Lifestyle and Dietary Suggestions
- Encourage a diet high in heme iron (red meat, poultry, fish) and non-heme iron sources (legumes, green leafy vegetables) alongside vitamin C-rich foods to enhance absorption.
- Advise to limit intake of inhibitors of iron absorption such as tea, coffee, and high-phytate foods during meals containing iron supplements.
- Educate on maintaining regular check-ups and adhering to therapy to ensure full hematologic recovery and prevention of recurrence.
Further Evaluation
Suggested Follow-up Tests and Procedures
- Repeat CBC and reticulocyte count in 2-4 weeks to evaluate hematologic response to iron therapy.
- Obtain ferritin, transferrin saturation, and total iron binding capacity if anemia persists or fails to correct, to further clarify iron stores and possible chronic inflammatory states.
- Consider stool occult blood testing and abdominal ultrasound in cases unresponsive to initial therapies or if GI blood loss is suspected.
Referral to Specialists if Necessary
- Referral to a pediatric hematologist may be warranted if anemia is severe, refractory, or associated with abnormal peripheral smear findings.
- Referral to a gynecologist should be considered if there is evidence or suspicion of menstrual disorders.
- A gastroenterology referral may be indicated if symptoms of malabsorption, persistent GI symptoms, or occult bleeding are identified.
Conclusion
Summary of Findings
- The patient exhibits severe microcytic hypochromic anemia with markedly low hemoglobin and serum iron, high RDW, and otherwise stable systemic parameters.
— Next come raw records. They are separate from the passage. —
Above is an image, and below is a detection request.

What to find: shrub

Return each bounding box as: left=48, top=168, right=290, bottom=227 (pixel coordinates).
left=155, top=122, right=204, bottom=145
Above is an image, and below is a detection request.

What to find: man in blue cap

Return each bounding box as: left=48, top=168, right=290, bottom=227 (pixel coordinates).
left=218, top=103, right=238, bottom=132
- The laboratory picture almost exclusively supports iron deficiency anemia, likely related to menstrual loss or inadequate dietary intake given the patient's age and sex.
- Prompt supplementation and investigation of potential sources of blood loss or malabsorption are indicated to prevent complications.
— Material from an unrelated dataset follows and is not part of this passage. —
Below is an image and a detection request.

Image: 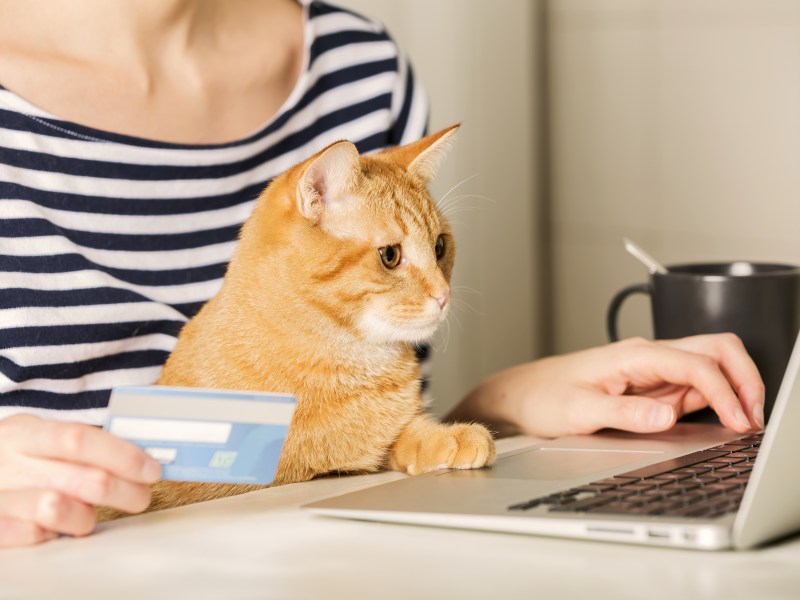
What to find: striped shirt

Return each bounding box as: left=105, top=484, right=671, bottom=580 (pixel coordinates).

Final Recommendations and Next Steps
- Begin oral iron therapy, optimize dietary iron, and reassess in 2-4 weeks to verify hematologic improvement.
- Screen for menorrhagia or other sources of chronic blood loss and refer for gynecological evaluation if appropriate.
- Pursue specialist referral if anemia does not improve or if additional symptoms arise, and include pediatric hematology or gastroenterology as needed.